Atretes took his hands from her and drew back. He did not understand the way this God worked, but he could not deny the power he had felt and seen. His voice was filled with certainty when he spoke. “Your God is a God of gods and a Lord of kings!”

Theophilus turned. “The only God, Atretes. The only God.”

Atretes looked up at Theophilus. All his animosity toward the Roman was forgotten in his wonder at what he had just witnessed. “I give him my sword!”

Theophilus knew such a vow to a German meant his honor and life. “As I gave him mine when I came into his kingdom.” He held out his hand.

Atretes grasped it. “Baptize me,” he said. It wasn’t a request, but a demand. “Baptize me so I can belong to him.”

Theophilus clasped his shoulder. “And so we begin.”





30


“I baptize you in the name of the Father, and the Son, and the Holy Spirit,” Theophilus said, baptizing Atretes in the first spring they found. Atretes knelt. Giving the German support, Theophilus leaned him back. “Buried in Christ,” he said, submerging him, “and raised up in the newness of life.” He drew him up again.

Dripping wet, Atretes stood. Turning, he saw Rizpah standing ankle-deep in the water, holding his son, and made another decision that would affect the rest of his life. “I claim Rizpah as my wife.”

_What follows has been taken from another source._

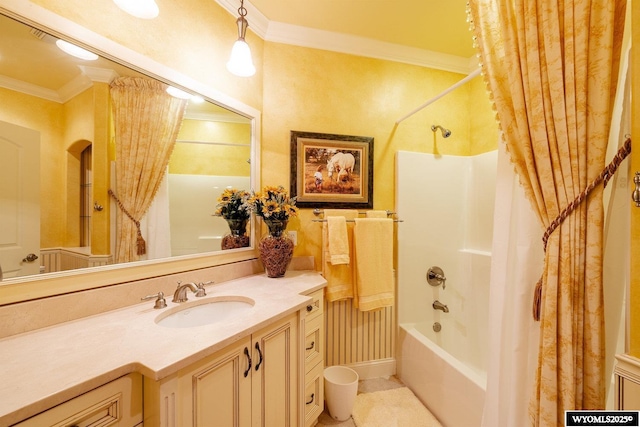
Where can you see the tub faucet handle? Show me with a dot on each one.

Rizpah’s gaze lost its dreamy haze. “What?”

“You said you love me!”

The look in his eyes as he slogged through the water toward her sent her pulse racing and made her want to run. She retreated from the spring onto the bank. “I love Theophilus, too, as I loved Timon and Porcia, Bartimaeus, Camella, Tibullus, and Mnason and—”

“You said you’d never lie to me,” Atretes said, his eyes pinning her where she stood.

“I’m not lying!”

He came out of the water and stopped in front of her, putting his hands out. “Give me the boy.”

“Why?”

“Give me my son.”

She did so with trepidation. Atretes took him, kissed his cheek, and set him on his feet. As he straightened, he smiled slightly. Her stomach dropped and she took a step back. Retreat gained nothing for he caught hold of her. When he drew her into his arms, she had only enough time to utter a soft gasp before he kissed her. It was a long time before he loosened his embrace, and by then she couldn’t think clearly.

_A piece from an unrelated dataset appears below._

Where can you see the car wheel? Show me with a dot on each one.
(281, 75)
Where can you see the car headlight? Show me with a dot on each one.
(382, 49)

“You love those others,” he conceded, equally affected, “but not the way you love me.”

“I’m not sure marrying you is a good idea,” she said shakily, alarmed by the power of the sensations he aroused in her. “For you or for me.”

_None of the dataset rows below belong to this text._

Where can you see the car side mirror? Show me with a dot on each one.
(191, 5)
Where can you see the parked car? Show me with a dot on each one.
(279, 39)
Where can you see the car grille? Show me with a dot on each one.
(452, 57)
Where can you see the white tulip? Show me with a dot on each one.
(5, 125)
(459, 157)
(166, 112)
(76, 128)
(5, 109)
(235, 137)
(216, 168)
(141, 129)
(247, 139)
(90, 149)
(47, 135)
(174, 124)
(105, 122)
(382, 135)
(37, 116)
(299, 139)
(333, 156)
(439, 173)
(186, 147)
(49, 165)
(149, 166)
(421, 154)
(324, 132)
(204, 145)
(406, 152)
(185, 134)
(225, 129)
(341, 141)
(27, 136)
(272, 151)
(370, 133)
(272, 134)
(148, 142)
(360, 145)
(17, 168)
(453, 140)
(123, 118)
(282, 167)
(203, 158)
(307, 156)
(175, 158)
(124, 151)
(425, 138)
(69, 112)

Theophilus stood in the spring, laughing. “It will be a blessed relief!” He strode toward them, grinning. “Or have you forgotten God himself put the two of you together in Ephesus?”

“Not as husband and wife!” Rizpah said, trying to put some distance between her and Atretes. She needed time to think, and she couldn’t with him holding her the way he was. Was it proper to want a man so much? Was it Christian? She looked at Theophilus for help, but he seemed pleased.

Atretes had no intention of letting her go until she capitulated. “We’re mother and father to the same child. It makes sense we be man and wife as well. Say yes.” When she stammered, he cupped the back of her head. “Say yes. One word. Yes.” He kissed her again, as soundly as the last time.

“Theophilus!” she gasped when Atretes finally let her take a breath.

“Say yes, Rizpah,” Theophilus said, amused. “There’s one thing you should’ve learned a long time ago about this man. Once he makes up his mind, it takes an act of God to change it!”